Assumptions and Limitations
Although skewness and kurtosis are widely used, they have important limitations:
- Sample size dependence: for small samples, estimates of skewness and kurtosis can be highly variable. Apparent non-normality may simply be sampling noise.
- Sensitivity to outliers: both measures are based on high powers of deviations from the mean (third and fourth power). A single extreme observation can dominate the result and exaggerate skewness or kurtosis.
- Sample vs. population: the calculator reports sample skewness and kurtosis. These are estimates of unknown population values and are subject to sampling error.
- Different software conventions: statistical packages (R, Python, Excel, SPSS, etc.) sometimes use slightly different formulas or normalizations. As a result, you may see small numerical differences for the same data between tools.
- Not a full normality test: skewness and kurtosis describe shape but do not constitute a formal hypothesis test. For formal testing, consider normality tests such as Shapiro–Wilk or Jarque–Bera, which combine information from these moments with distributional assumptions.

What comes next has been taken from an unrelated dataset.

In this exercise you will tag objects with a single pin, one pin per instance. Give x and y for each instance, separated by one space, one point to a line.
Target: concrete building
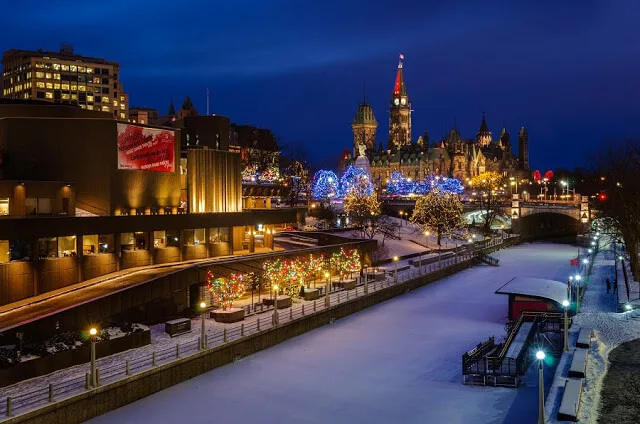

- Context still matters: what counts as problematic skewness or kurtosis in one field (e.g., finance) may be perfectly acceptable in another. Always interpret the numbers in light of subject-matter knowledge.
Frequently Asked Questions
What is a “good” skewness value?
No single cutoff defines a “good” skewness. In many applied settings, |skewness| less than about 0.5 is considered close enough to symmetric for approximate normal-based methods, especially with moderate or large sample sizes. However, stricter or looser thresholds may be used depending on the analysis.
What is excess kurtosis?
Excess kurtosis is simply kurtosis minus 3. Because a normal distribution has kurtosis 3, its excess kurtosis is 0. Reporting excess kurtosis makes it easier to see whether your data have heavier (positive) or lighter (negative) tails than normal. If the calculator reports kurtosis close to 3, then your excess kurtosis is close to 0.
Can skewness and kurtosis detect outliers?
Large skewness or kurtosis values often signal the presence of outliers or heavy tails, but they do not identify which observations are outliers. They should be treated as global shape diagnostics. If you see extreme values, you can follow up with visual tools such as histograms, boxplots, or Q–Q plots, and apply formal outlier detection methods when appropriate.
How many data points do I need?
There is no strict minimum, but in very small samples (for example, fewer than 20 points), skewness and kurtosis estimates can fluctuate dramatically from sample to sample. With larger samples, the estimates become more stable and more informative about the underlying population.
Next Steps and Related Analysis
After examining skewness and kurtosis, you may want to compute other descriptive statistics such as the mean, median, variance, or standard deviation, or apply formal normality tests. These complementary measures give a fuller picture of your data and help you decide whether transformations, robust methods, or alternative models are needed.